The Diaries of Adam and Eve

Continuing Twain’s fascination with religion, The Diaries of Adam and Eve looks into the minds of the Bible’s first man and woman, with Adam initially and humorously referring to Eve as “the new creature”. He doesn’t know too much about her and he sees her appearance as something of an inconvenience, stating “It used to be so pleasant and quiet here”. Eve herself seems more interested in finding out about her new world, as she wanders around naming animals and even discovering fire. This is an irreverent take on the big book and one we think you’ll hugely enjoy.

Letters from Earth

In a book that takes Twain’s fascination with religion to obsessional levels, Letters from Earth was perhaps his most controversial work. The story details reports penned by Satan himself to the Archangels Michael and Gabriel, leading Twain’s own family to block its publishing until more than 50 years after his death in 1962. Seen as blasphemous at the time, what you’ll actually find amongst the pages of this book is some of Twain’s wittiest and sharpest ever work and it’s one that gets our endorsement as one of his top 10.
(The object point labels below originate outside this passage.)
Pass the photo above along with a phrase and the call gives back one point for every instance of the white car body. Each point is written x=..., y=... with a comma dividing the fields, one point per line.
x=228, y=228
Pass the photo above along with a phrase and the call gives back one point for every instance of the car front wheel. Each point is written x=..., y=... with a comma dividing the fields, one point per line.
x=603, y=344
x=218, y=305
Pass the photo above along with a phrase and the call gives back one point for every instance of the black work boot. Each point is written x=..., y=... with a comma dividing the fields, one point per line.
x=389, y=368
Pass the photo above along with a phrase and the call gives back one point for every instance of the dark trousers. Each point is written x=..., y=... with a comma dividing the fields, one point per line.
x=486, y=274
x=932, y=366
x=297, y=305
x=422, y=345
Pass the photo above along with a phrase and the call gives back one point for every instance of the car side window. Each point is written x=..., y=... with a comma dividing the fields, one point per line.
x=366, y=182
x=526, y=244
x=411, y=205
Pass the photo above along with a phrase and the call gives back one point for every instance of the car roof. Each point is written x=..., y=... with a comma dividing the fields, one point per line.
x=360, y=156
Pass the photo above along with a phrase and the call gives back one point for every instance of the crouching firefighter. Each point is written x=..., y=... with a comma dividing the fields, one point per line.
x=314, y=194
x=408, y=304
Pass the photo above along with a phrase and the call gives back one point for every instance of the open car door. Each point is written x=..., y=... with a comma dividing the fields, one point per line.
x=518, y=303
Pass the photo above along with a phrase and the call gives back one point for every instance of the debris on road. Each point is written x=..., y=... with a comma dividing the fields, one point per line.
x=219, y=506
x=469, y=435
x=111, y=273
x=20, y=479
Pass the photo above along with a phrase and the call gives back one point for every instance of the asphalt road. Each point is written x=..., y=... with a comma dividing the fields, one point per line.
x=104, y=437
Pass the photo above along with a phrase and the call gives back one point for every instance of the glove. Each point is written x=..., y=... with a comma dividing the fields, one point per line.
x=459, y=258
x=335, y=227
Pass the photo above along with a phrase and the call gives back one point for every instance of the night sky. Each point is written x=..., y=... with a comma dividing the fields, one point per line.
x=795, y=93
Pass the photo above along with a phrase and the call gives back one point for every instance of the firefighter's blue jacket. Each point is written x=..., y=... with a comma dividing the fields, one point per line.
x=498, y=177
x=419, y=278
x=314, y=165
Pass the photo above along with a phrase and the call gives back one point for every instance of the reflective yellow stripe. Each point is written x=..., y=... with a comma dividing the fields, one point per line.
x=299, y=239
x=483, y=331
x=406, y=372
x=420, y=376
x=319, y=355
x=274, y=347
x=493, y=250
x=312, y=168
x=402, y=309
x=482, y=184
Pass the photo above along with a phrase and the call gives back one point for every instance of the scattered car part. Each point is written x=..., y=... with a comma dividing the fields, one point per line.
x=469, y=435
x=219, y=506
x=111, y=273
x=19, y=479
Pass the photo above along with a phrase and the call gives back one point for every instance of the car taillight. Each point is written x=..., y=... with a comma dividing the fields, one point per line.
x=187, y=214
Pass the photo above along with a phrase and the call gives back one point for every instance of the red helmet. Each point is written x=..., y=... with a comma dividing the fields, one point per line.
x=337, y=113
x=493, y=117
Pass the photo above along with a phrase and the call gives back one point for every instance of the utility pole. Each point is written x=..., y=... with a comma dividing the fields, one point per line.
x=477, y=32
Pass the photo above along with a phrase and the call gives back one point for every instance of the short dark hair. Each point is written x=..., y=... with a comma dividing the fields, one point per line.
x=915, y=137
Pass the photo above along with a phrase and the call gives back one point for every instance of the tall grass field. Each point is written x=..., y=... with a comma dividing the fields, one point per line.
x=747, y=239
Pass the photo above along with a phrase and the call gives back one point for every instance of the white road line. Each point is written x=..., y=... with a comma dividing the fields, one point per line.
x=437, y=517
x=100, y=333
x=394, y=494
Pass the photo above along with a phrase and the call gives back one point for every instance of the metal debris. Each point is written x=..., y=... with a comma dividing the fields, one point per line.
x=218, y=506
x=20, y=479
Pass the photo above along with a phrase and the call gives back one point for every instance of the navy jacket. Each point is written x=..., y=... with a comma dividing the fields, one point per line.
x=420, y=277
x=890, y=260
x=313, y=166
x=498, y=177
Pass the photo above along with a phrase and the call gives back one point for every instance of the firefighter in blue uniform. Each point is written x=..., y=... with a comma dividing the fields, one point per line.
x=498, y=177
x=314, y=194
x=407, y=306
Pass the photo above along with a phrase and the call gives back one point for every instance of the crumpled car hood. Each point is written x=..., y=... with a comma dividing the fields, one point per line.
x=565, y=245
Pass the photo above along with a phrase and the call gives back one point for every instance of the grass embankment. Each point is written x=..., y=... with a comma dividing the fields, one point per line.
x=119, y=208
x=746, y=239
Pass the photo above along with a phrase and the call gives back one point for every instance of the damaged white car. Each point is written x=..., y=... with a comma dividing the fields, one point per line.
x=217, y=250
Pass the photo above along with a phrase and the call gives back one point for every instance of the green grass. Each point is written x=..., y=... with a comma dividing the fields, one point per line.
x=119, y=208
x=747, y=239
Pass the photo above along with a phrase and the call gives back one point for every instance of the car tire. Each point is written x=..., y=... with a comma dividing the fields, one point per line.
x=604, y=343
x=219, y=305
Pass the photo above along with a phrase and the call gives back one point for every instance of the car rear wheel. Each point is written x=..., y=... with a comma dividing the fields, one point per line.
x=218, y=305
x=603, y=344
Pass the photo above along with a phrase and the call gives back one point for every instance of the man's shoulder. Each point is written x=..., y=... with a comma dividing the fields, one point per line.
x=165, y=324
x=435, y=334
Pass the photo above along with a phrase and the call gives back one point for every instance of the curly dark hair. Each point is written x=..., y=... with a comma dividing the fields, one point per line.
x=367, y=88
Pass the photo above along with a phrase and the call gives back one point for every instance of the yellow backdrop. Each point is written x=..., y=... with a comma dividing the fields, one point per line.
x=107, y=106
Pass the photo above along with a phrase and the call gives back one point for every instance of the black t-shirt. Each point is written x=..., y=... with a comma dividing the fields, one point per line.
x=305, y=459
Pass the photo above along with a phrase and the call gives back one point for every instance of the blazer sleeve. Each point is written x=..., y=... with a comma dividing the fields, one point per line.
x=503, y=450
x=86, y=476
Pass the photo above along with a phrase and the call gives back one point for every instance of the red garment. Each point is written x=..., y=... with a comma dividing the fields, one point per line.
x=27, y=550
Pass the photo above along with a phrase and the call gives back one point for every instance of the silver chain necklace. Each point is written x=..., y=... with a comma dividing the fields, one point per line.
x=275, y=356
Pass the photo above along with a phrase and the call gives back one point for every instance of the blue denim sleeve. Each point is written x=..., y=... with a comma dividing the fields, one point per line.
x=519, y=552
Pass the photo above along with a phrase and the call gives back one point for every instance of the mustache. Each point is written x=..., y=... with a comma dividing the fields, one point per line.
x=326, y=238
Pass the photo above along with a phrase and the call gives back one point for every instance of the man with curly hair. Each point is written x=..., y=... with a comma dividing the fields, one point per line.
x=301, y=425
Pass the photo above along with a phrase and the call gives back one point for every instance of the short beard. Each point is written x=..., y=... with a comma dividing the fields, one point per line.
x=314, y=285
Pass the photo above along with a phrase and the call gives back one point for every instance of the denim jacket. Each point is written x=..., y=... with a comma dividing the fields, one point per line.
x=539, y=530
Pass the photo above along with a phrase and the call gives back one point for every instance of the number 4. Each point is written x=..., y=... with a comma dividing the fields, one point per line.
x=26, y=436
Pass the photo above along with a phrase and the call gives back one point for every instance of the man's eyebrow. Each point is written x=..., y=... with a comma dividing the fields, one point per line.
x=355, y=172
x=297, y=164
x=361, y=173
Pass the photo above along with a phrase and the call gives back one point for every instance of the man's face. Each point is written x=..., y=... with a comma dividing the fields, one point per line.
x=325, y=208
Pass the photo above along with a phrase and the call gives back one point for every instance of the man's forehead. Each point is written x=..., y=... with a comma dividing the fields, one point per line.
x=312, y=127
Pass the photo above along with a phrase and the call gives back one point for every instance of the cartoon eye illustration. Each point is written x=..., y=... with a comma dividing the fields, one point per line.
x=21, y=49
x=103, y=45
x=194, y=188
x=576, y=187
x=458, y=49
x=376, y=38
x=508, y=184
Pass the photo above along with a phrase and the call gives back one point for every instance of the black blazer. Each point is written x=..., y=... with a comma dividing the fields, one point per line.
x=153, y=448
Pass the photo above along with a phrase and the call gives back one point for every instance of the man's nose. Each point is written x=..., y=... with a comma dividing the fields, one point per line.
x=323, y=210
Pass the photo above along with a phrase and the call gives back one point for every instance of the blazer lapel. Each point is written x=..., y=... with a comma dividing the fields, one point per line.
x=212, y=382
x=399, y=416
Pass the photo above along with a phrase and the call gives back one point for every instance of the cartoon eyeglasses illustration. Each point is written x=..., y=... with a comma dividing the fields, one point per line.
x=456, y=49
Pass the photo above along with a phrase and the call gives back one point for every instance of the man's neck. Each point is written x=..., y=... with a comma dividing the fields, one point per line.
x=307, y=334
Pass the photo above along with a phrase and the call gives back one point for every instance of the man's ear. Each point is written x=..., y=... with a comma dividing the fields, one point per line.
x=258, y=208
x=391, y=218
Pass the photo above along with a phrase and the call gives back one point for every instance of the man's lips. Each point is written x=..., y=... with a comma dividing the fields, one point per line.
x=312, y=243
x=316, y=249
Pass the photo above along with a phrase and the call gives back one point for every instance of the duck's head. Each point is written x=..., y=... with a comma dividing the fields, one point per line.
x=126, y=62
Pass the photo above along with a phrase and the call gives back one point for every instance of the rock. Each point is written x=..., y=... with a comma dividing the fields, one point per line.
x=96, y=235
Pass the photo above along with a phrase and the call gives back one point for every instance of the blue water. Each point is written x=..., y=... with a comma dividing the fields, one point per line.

Mark Twain’s Own Autobiography

mark twain autobiography

What better way to get to know the man himself than to read his own, expertly written autobiography. This is no perfunctory exercise in self-aggrandizement either, as Twain freely expresses his innermost thoughts, feelings, sorrows and joys and always with a tongue-in-cheek, irreverent slant. Readers of this book get to find out not just about his own personal journey, but also of the relationships he had with his family and how they influenced his career. If you’re interested in what made the man tick, you simply have to read this one cover to cover.

The Adventures of Tom Sawyer

Inspired by Twain’s own childhood along the river Mississippi, The Adventures of Tom Sawyer is a tale that can be enjoyed by readers of all ages. This is a book filled with youthful adventure in 1840s America, featuring a satirical look at politics and values of the day. It’s also a moral tale that highlights the importance of courage and loyalty, no matter what the cost and it’s one that goes very well with an afternoon by the living room fire.

The Adventures of Huckleberry Finn

Now to perhaps Twain’s greatest and best-known work that is The Adventures of Huckleberry Finn. In a bid to escape the daily beatings given to him by his alcoholic father, 13-year-old Huck’ Finn runs away from home after faking his own death. Fleeing on a raft down the river Mississippi, Finn crosses path with a runaway slave named Jim and on their journey, they encounter a variety of colourful characters from slave-hunters to feuding aristocrats, all of which is wonderfully written in Twain’s dark and funny satirical manner. An essential read for any fan of classic satire.

So, there you have it. Our top 10 Mark Twain books. We hope that you have just as good a time reading these notable works as we did and we’ll back again soon with our top picks from some more of literature’s most famous and skilled exponents.